A career with Mandarin Oriental Hotel Group opens up a wealth of exciting opportunities for you, both now and for your future development. Our vision is to be widely recognised as the best luxury hotel group in the world. The Group is renowned for creating a culture that provides a motivating and rewarding environment in which to thrive.
Scope of Position 职权范围
The Executive Pastry Chef is responsible for the pastry and bakery department as a whole including outlets, cake-shop and outside catering. He/she is to ensure, that agreed quality, hygiene and other standards are kept or surpassed, at all times, by his subordinates. He/she needs to be cost conscious and quality orientated and has to have the ability to pass this on to his subordinates.
Duties and Supporting Responsibilities 工作职责
1.Technical knowledge and job skills training including effective use of provided materials
2.Creativity and innovation, striving for continuous improvement
3.Foster positive thinking and motivation within pastry kitchens by giving active assistance and advice on more effective ways of running the pastry department
在饼房着力营造积极, 创新的氛围, 并着力提高工作效率
4.Research, and create under the supervision of the Executive Chef any new products, new pastry cakes and dishes, new trends happening in this area in order to keep abreast with any changes in the market.
5.Plan in conjunction with the Executive Chef on activities, promotions, menu implementations according to the annual marketing plans.
6.Check at all time on the quality of the ingredients and of the end products to achieve the maximum guest satisfaction on this level. Make sure that all products meet the pre-set standards, the preordained portion size, and that all staffs follow the proper procedure and recipes
7.Upgrade constantly any decoration or show pieces provided on buffets, cake counter or others to achieve the most efficient merchandising possible.
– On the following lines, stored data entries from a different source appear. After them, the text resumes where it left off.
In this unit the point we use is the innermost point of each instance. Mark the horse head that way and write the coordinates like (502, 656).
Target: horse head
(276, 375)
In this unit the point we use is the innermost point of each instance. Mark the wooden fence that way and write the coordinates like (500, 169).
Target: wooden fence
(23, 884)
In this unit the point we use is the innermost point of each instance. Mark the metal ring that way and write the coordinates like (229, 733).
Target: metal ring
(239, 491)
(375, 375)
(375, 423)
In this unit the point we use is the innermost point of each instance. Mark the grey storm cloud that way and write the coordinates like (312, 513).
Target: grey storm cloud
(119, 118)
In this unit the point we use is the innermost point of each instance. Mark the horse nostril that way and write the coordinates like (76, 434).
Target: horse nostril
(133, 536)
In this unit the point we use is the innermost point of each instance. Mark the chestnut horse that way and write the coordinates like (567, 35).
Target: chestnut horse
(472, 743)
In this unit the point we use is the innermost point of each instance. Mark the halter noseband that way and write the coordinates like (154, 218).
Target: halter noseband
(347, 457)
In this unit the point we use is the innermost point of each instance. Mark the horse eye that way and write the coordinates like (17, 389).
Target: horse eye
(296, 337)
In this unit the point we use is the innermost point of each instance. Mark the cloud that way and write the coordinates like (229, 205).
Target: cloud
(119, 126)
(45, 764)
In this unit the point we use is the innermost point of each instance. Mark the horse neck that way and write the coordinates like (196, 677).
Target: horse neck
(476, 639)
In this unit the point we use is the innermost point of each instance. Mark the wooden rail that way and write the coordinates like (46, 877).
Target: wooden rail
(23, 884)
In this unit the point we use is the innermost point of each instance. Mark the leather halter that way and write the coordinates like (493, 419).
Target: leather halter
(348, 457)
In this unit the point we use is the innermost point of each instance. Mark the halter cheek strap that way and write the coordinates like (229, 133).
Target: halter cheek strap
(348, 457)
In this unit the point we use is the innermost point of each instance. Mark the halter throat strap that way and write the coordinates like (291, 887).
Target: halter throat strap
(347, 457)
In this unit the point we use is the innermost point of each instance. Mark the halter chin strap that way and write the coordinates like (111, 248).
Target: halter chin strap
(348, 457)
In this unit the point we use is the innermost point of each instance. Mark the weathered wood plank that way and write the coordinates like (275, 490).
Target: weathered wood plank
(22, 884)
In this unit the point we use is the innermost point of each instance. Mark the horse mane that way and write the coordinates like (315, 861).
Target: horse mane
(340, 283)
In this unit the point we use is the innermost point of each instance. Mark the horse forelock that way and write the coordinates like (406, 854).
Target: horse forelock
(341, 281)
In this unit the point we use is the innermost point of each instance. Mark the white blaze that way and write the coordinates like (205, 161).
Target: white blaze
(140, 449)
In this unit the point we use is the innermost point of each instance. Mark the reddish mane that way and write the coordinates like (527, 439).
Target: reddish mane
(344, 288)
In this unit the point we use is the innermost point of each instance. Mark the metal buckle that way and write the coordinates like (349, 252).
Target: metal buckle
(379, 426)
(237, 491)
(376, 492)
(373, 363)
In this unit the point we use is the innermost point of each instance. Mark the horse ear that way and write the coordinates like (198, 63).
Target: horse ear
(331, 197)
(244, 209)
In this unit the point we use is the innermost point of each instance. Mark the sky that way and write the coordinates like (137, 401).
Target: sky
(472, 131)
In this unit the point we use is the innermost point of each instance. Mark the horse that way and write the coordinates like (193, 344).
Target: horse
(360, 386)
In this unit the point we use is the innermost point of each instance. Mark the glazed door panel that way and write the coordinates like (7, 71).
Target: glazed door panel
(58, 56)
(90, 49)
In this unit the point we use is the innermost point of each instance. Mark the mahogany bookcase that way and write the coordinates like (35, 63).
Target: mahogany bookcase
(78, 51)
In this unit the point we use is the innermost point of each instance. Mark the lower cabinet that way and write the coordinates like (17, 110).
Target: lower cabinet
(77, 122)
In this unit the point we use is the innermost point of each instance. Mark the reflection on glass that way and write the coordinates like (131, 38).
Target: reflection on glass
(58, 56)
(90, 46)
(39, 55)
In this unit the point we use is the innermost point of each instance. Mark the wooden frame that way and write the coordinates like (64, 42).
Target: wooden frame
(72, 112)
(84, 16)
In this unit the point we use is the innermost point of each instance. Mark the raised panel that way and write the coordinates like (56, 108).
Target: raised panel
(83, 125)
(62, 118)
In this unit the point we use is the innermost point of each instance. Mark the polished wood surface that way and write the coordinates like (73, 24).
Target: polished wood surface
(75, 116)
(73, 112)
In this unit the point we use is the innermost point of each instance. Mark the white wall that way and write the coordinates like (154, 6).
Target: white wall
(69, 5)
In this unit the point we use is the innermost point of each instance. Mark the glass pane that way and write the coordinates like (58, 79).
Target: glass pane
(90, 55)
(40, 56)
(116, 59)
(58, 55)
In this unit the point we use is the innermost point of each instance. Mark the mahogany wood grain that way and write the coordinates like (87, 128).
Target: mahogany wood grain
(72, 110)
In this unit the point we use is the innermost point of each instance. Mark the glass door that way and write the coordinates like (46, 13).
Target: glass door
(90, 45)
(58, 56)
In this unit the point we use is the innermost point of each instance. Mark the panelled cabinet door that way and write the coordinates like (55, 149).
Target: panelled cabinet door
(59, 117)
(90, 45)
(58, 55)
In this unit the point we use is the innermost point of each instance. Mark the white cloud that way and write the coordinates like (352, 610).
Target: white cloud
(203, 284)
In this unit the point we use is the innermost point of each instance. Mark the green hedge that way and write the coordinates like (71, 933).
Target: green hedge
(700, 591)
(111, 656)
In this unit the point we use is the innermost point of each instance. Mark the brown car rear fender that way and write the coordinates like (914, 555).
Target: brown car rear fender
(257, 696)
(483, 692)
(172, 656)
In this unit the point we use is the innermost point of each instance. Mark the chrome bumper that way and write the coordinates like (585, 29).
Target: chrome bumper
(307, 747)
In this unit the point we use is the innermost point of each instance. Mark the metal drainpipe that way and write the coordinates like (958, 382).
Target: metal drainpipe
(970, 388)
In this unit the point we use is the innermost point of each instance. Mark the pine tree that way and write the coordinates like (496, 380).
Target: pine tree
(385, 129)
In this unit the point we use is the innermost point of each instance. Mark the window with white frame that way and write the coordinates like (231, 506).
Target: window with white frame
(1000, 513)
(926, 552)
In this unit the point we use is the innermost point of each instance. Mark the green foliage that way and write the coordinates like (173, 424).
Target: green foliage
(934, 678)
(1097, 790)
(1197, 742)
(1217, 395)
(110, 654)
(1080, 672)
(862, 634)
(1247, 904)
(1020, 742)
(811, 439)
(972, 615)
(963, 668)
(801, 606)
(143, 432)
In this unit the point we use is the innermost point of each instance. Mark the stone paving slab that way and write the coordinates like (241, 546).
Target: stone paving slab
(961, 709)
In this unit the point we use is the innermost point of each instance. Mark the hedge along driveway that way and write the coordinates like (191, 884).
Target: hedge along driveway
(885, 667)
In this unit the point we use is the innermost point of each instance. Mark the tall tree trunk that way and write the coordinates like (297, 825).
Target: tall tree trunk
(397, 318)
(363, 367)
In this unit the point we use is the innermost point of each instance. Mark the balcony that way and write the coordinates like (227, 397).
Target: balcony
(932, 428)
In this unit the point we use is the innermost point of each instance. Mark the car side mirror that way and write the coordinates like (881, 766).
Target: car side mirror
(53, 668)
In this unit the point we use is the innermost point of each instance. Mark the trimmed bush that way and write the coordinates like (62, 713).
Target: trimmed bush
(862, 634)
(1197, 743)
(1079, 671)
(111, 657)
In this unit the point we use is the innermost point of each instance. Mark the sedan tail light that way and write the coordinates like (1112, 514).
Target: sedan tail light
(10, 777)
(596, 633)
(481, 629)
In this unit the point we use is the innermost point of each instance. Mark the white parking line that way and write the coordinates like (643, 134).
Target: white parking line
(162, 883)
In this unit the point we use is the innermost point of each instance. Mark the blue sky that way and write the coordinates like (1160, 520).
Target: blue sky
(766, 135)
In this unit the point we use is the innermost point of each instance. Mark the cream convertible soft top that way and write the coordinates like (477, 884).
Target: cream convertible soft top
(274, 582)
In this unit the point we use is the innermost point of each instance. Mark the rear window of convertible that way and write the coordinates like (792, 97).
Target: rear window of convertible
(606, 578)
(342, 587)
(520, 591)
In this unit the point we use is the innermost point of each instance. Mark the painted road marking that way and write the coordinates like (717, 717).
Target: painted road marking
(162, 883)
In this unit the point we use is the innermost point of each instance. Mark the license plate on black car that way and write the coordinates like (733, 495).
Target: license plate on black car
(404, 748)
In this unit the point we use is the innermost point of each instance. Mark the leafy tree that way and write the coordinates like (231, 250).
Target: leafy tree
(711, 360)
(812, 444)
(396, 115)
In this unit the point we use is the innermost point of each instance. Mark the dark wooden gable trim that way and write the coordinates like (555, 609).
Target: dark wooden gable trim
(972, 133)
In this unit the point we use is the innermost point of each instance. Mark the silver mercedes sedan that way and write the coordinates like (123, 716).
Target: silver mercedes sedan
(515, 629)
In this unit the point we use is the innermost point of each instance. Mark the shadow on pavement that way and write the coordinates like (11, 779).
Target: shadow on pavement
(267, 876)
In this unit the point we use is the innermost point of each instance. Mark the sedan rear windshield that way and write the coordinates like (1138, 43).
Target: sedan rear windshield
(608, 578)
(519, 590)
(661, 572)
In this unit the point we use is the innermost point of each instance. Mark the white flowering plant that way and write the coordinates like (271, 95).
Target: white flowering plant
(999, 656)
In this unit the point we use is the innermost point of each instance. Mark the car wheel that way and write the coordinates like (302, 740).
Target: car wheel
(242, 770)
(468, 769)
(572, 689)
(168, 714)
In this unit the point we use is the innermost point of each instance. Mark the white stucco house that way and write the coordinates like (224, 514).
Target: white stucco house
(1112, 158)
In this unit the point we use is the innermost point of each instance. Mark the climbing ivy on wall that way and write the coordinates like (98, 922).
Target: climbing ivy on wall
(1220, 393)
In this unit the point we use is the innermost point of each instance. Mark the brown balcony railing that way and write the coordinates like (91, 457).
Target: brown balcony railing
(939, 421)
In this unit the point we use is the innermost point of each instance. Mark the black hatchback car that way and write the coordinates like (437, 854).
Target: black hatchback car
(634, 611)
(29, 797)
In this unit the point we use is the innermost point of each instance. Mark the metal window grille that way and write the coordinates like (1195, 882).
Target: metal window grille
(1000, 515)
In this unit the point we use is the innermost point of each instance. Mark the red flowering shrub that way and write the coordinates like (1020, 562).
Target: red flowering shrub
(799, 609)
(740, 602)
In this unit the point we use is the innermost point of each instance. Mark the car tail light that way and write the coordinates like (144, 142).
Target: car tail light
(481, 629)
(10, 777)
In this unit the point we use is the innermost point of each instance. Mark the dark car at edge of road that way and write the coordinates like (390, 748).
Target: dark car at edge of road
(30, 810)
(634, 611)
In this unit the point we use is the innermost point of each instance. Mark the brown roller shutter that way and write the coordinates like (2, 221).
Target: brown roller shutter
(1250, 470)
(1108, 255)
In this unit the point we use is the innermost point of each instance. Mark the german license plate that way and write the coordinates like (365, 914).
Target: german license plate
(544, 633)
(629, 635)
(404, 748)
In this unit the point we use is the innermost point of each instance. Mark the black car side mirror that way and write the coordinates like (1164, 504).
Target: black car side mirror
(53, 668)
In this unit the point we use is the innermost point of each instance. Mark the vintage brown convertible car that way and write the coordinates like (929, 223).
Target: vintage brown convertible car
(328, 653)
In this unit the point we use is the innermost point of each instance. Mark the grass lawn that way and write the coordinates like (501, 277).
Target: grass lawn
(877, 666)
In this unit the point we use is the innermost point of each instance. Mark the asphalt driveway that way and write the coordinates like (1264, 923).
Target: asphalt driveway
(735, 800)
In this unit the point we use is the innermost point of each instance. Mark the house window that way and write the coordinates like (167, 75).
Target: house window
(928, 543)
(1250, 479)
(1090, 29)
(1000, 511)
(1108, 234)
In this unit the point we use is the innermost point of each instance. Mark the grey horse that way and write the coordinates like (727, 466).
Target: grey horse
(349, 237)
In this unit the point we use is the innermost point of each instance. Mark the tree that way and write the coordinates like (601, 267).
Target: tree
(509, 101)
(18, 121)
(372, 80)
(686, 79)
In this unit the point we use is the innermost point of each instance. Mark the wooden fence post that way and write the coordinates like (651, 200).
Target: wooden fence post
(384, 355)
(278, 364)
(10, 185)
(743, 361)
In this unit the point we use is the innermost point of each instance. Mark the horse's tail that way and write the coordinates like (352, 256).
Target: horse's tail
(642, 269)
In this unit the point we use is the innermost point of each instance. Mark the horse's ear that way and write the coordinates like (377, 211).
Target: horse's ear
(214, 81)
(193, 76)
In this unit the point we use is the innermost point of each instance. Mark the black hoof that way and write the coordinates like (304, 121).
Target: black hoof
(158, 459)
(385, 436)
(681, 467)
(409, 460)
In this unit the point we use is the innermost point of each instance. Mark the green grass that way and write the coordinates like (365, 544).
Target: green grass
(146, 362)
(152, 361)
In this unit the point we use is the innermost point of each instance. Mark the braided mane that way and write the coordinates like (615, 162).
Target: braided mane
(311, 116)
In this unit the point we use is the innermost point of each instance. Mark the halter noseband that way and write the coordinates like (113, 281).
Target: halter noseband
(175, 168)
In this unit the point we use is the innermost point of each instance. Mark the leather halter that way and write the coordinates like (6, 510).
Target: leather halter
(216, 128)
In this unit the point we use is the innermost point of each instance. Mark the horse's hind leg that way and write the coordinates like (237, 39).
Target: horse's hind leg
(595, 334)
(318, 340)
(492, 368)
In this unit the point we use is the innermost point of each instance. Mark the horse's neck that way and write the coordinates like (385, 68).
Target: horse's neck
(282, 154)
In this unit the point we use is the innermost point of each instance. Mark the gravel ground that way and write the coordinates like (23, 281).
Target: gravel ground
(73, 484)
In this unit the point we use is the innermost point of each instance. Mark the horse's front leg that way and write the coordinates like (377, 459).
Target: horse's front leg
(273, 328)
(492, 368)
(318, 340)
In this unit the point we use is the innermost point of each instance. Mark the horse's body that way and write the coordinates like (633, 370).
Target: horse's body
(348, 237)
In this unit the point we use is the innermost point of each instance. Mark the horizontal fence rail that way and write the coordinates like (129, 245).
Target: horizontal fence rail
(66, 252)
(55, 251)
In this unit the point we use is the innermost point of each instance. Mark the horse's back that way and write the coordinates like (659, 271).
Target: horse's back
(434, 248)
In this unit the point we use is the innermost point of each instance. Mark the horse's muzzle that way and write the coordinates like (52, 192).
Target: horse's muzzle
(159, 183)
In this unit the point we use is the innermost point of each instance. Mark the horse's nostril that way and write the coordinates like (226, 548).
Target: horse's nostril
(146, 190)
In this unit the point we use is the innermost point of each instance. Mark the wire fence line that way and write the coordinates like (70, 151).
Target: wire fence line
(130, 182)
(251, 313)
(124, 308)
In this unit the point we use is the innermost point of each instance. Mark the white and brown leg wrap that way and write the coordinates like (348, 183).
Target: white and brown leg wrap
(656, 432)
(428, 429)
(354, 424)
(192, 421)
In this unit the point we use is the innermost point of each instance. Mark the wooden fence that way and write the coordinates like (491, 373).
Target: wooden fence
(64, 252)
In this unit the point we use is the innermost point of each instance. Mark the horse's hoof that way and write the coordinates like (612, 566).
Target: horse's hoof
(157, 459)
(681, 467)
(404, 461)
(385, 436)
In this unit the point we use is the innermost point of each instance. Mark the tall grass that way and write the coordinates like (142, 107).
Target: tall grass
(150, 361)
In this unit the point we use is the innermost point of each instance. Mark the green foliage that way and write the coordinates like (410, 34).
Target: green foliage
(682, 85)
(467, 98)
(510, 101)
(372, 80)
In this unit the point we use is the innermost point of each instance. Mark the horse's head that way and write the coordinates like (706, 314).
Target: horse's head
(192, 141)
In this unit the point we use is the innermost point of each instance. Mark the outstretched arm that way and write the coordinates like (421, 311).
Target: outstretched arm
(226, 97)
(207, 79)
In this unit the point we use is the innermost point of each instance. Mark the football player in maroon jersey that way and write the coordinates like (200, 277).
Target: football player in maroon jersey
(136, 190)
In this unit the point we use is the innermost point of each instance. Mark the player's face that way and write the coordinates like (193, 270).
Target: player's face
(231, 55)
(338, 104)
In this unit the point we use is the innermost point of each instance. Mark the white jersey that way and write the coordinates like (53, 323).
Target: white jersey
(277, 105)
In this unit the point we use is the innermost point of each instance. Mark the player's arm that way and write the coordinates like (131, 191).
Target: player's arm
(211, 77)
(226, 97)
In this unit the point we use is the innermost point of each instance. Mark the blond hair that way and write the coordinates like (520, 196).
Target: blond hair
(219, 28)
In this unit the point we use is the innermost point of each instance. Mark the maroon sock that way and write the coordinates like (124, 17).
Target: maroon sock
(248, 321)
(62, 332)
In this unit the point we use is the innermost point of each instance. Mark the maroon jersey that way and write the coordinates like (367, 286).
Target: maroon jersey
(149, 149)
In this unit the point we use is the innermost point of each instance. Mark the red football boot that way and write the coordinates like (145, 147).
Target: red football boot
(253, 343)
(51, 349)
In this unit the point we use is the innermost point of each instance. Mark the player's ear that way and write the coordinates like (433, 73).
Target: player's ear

Must always be on the lookout to improve the general production as a whole.
8.Be responsible and accountable for the overall food cost as well as kitchen supplies, kitchen energy costs and kitchen utensils.
9.Find ways to improve the efficiency of the operations, which will benefit our clients
10.Constantly strive to reduce energy consumption through awareness campaigns within all kitchens.
11.Plan co-ordinate and supervise all menu implementations in a timely manner.
12.Assist in the preparation and control of daily and weekly market lists.
13.Create and develop new dishes and recipes by keeping up with the latest market trends.
14.Constantly strive to improve kitchen operating procedures.